Unsung Hero Award – SABIYE
(Sheriff’s Deputy K9 Sabine von Bachbett, DPO, IPO38, Police VSK, FH, IPO-ZTP)
During his law enforcement career, K9 “Sabiye” had over 400 deployments for the Sheriff’s Department. He was certified as a Narcotic Detector Dog regionally and nationally. He was responsible for seizures of illegal drugs with a total street value of over $175,000 and drug-related cash seizures of over $40,000. He has performed 55 suspect tracks and 32 suspect building searches, as well as 20 SWAT applications. He has been credited with 22 suspect apprehensions. Part of K9 Sabiye’s duties include community education and public outreach, and he has been active as a working competition dog. An anonymous donor and the Bangor Middle School donated the funds to purchase Sabiye as a young dog, and nine years later K9 Sabiye received an award from the Wisconsin Professional Police Association for heroism in his role apprehending a dangerous suspect that Sabiye had located—even though Sabiye had been struck and seriously injured by the suspect.
Java did her very best to bring much needed smiles to the amazing people of Moore. Not only did she comfort the victims, she also cuddled with the Red Cross staff and gave local police her signature hug.
Unsung Hero Award – JAVA
(Ay Da Derjava, CGC, Therapy Dog, BH, CD, BREVET, French Ring 1, AXJ, OAJP, CAT, DRSD)

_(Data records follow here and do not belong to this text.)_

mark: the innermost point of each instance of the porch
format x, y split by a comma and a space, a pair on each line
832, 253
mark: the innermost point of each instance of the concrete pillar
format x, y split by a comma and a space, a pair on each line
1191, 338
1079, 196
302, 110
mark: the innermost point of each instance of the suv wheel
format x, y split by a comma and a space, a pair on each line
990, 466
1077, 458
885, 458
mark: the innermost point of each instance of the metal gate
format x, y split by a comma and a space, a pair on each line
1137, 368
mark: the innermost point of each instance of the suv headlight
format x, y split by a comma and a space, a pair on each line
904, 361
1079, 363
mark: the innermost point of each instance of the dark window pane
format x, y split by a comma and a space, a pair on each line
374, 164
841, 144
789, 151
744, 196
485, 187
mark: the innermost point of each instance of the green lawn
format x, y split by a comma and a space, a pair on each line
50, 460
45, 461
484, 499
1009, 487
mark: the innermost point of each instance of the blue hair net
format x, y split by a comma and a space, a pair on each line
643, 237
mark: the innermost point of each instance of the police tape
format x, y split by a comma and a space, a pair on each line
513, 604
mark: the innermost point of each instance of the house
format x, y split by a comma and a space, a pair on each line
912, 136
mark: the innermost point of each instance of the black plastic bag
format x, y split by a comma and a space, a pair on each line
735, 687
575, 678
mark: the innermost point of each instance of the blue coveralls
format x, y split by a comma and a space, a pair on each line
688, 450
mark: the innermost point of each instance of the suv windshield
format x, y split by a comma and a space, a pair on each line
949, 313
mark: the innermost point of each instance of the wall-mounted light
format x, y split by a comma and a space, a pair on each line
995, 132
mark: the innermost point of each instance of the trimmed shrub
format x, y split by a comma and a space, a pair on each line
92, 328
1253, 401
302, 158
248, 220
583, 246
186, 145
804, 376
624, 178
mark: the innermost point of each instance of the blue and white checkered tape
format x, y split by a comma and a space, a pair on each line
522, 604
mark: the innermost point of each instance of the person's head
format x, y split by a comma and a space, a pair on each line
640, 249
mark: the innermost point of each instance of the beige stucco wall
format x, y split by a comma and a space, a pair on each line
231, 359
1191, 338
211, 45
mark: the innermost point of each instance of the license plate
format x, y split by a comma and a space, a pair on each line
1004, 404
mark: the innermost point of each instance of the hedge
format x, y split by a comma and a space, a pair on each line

Disaster Relief Dogs, also called Crisis Response Dogs, work during active crises and in emergency situations. They offer a calming presence and a welcoming distraction to those who have been impacted by disasters. On May 20, 2013, a destructive EF5 Tornado struck Moore, Oklahoma, with peak winds up to 210 MPH, leaving a “giant black wall of destruction.” Seventy-five children and staff were present at Plaza Towers Elementary School when the tornado struck, and seven children were killed there. “Java” and handler Jodie Alwin traveled from Minneapolis, Minnesota, and spent a week at the Police Chief’s home, touring the damaged neighborhoods, community shelters, schools, command centers, and churches. They attended the funerals of the school children who lost their lives in the disaster. Java did her very best to bring much needed smiles to the amazing people of Moore. Not only did she comfort the victims, she also cuddled with the Red Cross staff and gave local police her signature hug.
Above are just a few of the Boxer Heroes that have impacted the lives of many people… they walk among us.
The Official American Boxer Club Standard reads, in part, under Character and Temperament: “Deliberate and wary with strangers, he will exhibit curiosity, but, most importantly, fearless courage if threatened. However, he responds promptly to friendly overtures honestly rendered. His intelligence, loyal affection, and tractability to discipline make him a highly desireable companion.”